Suhu optimum enzim α-amilase adalah 60ºC, kenaikan suhu menyebabkan aktivitas enzim
meningkat sampai mencapai suhu optimum. Setelah mencapai kondisi optimum terlihat bahwa
aktivitas enzim menurun. Terjadinya penurunan aktivitas ini diperkirakan karena pada suhu
tinggi struktur tertier enzim yang terdiri dari ikatan bukan kovalen atau elektrostatik, ikatan
hidrogen, ikatan disulfida dan ikatan hidrofobik bila menyerap energi tinggi akan terjadi
pemutusan dan mengakibatkan terjadinya pembukaan struktur tertier dan kuartener yang
menyebabkan konformasi enzim berubah dan menyebabkan aktivitasnya menurun (Sebayang,
2005).

Hasil pada praktikum kelompok kami yaitu kelompok 7, melakukan percobaan pada suhu
rendah yakni pada suhu 0-2oC. Didapatkan data absorbansi yang tinggi pada menit ke 0
dikarenakan belum adanya subsrat yang telah dikatalis oleh enzim. Selanjutnya pada menit ke 5
hingga menit ke 10 data absorbansi mengalami penurunan, Namun pada menit ke 15 dan 20
mengalami penurunan maka harus di reject. Hal itu menunjukkan bahwa substrat yang dikatalis
semakin sedikit. Kenaikan data absorbansi ini menunjukkan bahwa enzim tidak dapat bekerja
dengan baik pada pada suhu yang rendah. Sama halnya dengan data kelompok lain pada suhu
rendah bahwa didapatkan data absorbansi yang naik turun. Hal itu menunjukkan kembali bahwa
enzim yang bekerja pada suhu rendah tidak dapat bekerja secara baik maupun konstan. Energy
kinetic yang bekerja pun tidak beraturan.

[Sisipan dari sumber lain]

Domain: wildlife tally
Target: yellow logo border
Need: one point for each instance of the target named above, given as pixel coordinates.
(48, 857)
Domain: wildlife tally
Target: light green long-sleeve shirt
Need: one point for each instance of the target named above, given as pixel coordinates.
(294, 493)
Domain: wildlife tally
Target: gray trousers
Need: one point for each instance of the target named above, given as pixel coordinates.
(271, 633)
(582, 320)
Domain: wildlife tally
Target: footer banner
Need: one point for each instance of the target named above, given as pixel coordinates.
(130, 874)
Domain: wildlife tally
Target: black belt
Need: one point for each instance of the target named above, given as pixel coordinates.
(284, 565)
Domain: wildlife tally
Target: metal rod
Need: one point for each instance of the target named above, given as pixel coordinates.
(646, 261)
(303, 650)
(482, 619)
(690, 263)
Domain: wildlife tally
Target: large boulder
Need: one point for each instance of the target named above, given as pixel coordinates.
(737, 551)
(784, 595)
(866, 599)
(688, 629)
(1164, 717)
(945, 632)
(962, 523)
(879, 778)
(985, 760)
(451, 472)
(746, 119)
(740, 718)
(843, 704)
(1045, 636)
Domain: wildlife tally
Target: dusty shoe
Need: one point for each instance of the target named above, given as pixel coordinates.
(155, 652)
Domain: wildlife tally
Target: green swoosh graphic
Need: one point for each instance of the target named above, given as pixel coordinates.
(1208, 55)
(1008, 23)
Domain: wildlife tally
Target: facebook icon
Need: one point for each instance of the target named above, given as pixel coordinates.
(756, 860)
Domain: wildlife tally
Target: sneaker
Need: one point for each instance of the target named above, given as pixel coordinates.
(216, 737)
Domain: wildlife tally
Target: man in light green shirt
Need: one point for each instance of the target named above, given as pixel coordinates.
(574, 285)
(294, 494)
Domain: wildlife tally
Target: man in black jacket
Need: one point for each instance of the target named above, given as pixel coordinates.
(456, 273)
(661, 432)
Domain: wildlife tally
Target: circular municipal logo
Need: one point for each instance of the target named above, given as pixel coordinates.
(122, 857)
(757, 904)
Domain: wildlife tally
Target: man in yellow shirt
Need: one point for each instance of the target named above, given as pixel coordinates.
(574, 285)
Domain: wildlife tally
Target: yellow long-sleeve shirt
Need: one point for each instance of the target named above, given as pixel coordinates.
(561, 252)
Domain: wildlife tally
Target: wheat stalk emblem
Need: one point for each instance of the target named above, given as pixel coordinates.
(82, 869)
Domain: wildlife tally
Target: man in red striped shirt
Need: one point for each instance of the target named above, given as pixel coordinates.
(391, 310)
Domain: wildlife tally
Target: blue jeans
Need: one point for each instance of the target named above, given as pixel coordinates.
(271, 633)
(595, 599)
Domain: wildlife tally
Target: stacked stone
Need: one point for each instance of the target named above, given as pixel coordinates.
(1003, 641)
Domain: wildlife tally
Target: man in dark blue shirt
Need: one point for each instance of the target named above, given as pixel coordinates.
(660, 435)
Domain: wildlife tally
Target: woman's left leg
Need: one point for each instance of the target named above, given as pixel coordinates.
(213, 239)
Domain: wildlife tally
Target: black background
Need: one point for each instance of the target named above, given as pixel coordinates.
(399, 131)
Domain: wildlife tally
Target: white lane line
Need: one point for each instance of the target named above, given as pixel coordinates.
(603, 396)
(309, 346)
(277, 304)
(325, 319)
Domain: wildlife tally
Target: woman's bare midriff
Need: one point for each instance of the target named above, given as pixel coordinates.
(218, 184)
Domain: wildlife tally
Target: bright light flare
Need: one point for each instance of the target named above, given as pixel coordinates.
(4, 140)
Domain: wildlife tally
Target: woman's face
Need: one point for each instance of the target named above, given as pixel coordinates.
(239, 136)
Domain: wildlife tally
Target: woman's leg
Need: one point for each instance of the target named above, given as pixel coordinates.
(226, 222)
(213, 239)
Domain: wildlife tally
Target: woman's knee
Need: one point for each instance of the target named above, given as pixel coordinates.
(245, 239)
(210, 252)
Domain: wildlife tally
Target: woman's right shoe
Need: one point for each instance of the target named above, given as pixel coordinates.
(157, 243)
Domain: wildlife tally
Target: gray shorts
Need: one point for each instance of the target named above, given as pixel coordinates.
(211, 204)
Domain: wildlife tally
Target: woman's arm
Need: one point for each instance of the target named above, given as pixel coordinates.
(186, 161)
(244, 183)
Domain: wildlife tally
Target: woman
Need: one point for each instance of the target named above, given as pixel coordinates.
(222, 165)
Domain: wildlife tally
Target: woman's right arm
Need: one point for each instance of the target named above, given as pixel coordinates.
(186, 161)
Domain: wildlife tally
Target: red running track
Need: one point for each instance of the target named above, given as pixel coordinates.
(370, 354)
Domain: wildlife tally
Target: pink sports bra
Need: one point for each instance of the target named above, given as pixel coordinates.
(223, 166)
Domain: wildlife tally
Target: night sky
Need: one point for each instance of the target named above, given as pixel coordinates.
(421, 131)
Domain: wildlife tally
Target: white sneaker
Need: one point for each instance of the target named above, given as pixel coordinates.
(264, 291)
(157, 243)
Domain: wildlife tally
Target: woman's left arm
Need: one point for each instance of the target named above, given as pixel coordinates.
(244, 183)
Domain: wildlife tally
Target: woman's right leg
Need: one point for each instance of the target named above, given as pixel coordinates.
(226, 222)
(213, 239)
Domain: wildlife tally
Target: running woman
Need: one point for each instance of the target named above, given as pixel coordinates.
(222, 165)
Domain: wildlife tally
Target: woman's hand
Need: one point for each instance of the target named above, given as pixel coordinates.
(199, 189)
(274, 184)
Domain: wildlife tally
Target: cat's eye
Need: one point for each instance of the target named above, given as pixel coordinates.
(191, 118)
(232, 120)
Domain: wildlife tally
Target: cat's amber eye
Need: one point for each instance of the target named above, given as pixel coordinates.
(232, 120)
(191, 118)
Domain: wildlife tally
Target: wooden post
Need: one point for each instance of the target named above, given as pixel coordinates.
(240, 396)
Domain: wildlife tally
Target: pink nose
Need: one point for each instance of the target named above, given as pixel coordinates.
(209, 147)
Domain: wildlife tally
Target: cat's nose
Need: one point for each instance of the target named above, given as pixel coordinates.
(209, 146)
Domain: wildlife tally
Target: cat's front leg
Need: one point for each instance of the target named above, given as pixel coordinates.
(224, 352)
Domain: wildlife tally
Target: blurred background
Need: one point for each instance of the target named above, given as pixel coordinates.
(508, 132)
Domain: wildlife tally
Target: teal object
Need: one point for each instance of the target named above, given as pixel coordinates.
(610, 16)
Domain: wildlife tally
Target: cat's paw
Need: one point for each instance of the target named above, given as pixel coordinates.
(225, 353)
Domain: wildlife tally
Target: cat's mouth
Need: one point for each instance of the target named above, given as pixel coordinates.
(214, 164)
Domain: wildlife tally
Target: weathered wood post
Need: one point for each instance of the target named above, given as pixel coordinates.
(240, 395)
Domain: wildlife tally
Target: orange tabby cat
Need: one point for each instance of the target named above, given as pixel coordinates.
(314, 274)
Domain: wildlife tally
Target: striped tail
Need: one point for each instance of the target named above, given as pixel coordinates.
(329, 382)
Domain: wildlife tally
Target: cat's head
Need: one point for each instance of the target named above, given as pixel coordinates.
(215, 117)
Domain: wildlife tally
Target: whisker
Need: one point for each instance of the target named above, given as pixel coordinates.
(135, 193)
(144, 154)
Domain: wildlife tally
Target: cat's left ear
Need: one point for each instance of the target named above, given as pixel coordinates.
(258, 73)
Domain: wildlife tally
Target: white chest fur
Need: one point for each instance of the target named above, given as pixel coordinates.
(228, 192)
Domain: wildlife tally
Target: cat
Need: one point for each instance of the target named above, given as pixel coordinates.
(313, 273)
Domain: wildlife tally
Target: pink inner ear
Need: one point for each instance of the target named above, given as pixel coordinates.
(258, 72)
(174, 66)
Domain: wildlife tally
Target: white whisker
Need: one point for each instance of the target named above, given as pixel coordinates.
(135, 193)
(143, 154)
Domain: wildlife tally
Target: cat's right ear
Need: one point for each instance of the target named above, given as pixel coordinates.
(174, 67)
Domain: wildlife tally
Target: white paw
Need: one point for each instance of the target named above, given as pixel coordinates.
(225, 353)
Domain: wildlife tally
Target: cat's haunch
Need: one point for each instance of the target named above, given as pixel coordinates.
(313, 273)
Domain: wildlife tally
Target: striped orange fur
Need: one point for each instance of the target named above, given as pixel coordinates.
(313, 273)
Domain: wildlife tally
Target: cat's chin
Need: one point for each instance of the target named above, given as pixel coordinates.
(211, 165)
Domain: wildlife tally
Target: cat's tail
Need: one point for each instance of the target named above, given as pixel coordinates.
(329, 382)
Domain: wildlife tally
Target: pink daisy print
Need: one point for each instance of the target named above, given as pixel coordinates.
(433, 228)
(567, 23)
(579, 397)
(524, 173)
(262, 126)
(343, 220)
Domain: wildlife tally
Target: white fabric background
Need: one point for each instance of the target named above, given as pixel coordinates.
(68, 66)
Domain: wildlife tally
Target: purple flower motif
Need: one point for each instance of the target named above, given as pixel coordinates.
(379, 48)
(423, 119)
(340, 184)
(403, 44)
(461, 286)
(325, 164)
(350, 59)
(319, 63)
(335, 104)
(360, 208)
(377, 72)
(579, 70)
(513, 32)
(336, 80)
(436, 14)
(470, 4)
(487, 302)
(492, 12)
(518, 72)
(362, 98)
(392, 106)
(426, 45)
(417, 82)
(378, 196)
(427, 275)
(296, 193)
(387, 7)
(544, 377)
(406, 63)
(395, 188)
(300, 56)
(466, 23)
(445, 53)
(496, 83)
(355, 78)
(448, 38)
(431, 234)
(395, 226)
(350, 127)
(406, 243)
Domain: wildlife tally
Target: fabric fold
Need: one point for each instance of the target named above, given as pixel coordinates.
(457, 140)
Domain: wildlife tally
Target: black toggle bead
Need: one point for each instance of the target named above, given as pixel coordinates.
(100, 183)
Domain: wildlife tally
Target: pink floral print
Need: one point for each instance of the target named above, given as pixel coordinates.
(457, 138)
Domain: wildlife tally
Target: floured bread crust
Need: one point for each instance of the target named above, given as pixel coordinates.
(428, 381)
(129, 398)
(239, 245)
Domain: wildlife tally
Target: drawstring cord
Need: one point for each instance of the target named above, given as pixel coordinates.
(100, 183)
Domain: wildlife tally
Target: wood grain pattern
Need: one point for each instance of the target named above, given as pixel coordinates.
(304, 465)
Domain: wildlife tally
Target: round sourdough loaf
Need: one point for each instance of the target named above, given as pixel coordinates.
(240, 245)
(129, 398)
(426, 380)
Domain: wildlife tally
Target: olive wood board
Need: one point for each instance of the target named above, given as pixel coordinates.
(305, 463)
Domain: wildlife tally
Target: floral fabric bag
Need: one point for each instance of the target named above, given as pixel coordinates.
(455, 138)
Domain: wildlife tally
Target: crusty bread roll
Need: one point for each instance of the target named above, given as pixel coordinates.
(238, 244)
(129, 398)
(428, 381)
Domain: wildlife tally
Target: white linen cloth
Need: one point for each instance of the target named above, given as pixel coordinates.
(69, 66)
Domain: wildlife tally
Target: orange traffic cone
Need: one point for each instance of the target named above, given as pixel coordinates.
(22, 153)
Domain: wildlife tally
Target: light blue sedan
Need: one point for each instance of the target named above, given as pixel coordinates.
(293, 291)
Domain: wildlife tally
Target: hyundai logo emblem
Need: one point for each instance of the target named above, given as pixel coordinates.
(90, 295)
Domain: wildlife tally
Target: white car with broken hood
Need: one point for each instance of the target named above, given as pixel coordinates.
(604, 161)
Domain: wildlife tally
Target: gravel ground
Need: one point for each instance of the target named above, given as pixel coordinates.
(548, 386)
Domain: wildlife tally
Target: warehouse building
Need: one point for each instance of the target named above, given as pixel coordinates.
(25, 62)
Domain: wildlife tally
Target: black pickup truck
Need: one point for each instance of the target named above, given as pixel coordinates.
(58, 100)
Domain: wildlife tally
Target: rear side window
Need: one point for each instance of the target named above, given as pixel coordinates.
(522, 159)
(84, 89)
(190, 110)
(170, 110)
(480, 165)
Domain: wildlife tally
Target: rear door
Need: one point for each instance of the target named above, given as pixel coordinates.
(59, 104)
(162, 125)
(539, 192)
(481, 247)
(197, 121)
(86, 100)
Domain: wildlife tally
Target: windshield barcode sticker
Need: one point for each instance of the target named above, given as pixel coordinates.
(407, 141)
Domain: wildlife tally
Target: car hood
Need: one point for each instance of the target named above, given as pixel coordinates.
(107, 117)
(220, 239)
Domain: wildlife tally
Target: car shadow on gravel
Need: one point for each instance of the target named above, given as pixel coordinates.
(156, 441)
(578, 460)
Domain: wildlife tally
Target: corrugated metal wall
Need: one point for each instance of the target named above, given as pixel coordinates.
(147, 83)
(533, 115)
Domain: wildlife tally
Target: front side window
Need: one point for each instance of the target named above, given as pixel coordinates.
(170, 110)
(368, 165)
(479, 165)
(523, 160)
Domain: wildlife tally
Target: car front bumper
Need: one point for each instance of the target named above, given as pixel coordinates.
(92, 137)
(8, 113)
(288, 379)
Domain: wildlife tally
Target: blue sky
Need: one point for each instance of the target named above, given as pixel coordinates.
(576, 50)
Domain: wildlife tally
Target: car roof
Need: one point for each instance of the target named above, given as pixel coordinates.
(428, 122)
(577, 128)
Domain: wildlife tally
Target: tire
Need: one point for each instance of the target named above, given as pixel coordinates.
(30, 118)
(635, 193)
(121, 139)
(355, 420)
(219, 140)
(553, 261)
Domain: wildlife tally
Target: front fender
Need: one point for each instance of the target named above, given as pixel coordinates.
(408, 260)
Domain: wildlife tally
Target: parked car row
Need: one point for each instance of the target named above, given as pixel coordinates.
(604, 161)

Dari data-data yang diperoleh pun sangat memungkinkan tidak murni sebagaimana
semestinya sesuai dengan langkah kerja yang telah dibuat. Kesalahan-kesalahan tersebut dapat
berasal dari kerja praktikan dalam membuat sediaan. Yaitu, mungkin saja saat pengambilan
larutan enzim yang telah tercampur dengan substrat lalu dimasukkan kedalam tabung reaksi
sebanyak 1 ml tidak kuanti dan adapun kesalahan lain adalah mungkin larutan mengalami
kontaminasi dengan zat lain saat ppembuatan sediaan.